4. Results and Discussion
4.1. Size reduction energy consumption
As shown in Fig. 6, for all the biomass materials used in this study, size reduction energy consumption increased as biomass particle size decreased. This observed trend has been consistently reported in many studies with both the same size reduction equipment [21,32-35] and other machines [22-26,36-40]. In addition, to produce a specific amount of biomass particles of the same size, a size reduction machine with a higher power rating usually consumes less energy due to its higher material handling efficiency [32-36,41]. It was also noticed that when producing smaller biomass particles, the average current only increased slightly compared to that when producing larger biomass particles. The significant increase in energy consumption was mainly caused by the elongated time required to produce the same weight of biomass particles. In this stud, for wheat straw and corn stover, the energy consumed to produce 1 mm biomass particles doubled the energy consumption to produce 2 mm particles.

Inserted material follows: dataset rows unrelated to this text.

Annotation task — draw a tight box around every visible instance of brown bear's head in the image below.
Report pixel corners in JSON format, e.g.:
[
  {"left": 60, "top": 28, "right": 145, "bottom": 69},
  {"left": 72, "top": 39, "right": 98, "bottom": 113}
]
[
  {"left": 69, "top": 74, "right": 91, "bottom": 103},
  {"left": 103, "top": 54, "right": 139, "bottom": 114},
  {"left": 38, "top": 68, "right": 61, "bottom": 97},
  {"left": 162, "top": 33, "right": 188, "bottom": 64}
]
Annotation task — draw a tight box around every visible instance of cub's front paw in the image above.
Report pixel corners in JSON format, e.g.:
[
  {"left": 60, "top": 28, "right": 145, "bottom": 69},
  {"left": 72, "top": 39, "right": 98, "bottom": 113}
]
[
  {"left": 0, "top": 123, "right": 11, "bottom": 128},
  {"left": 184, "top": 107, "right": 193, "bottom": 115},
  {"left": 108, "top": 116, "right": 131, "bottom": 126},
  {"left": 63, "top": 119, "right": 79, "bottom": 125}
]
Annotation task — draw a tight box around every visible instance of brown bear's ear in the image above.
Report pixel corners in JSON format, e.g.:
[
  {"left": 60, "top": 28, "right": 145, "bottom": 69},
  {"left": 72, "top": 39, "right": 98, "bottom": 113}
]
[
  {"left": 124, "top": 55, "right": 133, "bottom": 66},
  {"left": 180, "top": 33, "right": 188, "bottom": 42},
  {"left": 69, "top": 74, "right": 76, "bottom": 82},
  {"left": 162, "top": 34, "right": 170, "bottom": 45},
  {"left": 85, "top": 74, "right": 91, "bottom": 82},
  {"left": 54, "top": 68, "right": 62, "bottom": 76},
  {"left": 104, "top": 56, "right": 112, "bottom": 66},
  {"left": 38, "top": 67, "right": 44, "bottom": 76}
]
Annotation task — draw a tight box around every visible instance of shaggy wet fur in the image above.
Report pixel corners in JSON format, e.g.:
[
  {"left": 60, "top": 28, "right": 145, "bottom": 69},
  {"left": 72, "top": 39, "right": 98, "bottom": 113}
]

This significant increase in energy consumption when biomass particle size decreased from 2 mm to 1 mm was also reported when conducting size reduction of other biomass materials such as switchgrass [32,33], Miscanthus [32,33], and barley straw [25]. Comparatively, for every particle size produced, big bluestem consumed the least amount of energy; producing 1 mm big bluestem only consumed 30% more energy than producing 2 mm big bluestem. It was observed that big bluestem particles had the best flowability amongst the three biomass materials. Particles smaller than the openings on the sieves could be discharged efficiently out of the milling chamber, which shortened the time required to produce the same amount of particles as required by the other two types. Contrarily, there is one report that found the opposite trend that producing larger particles consumed more energy [41]. This observation was mainly caused by the biomass flowability issue of larger particles (45 and 85 mm) in that they did not move through the grinder (HG-200, Vermeer Corp., Pella, IA, USA) as easily as the smaller particles (20 and 30 mm) [41].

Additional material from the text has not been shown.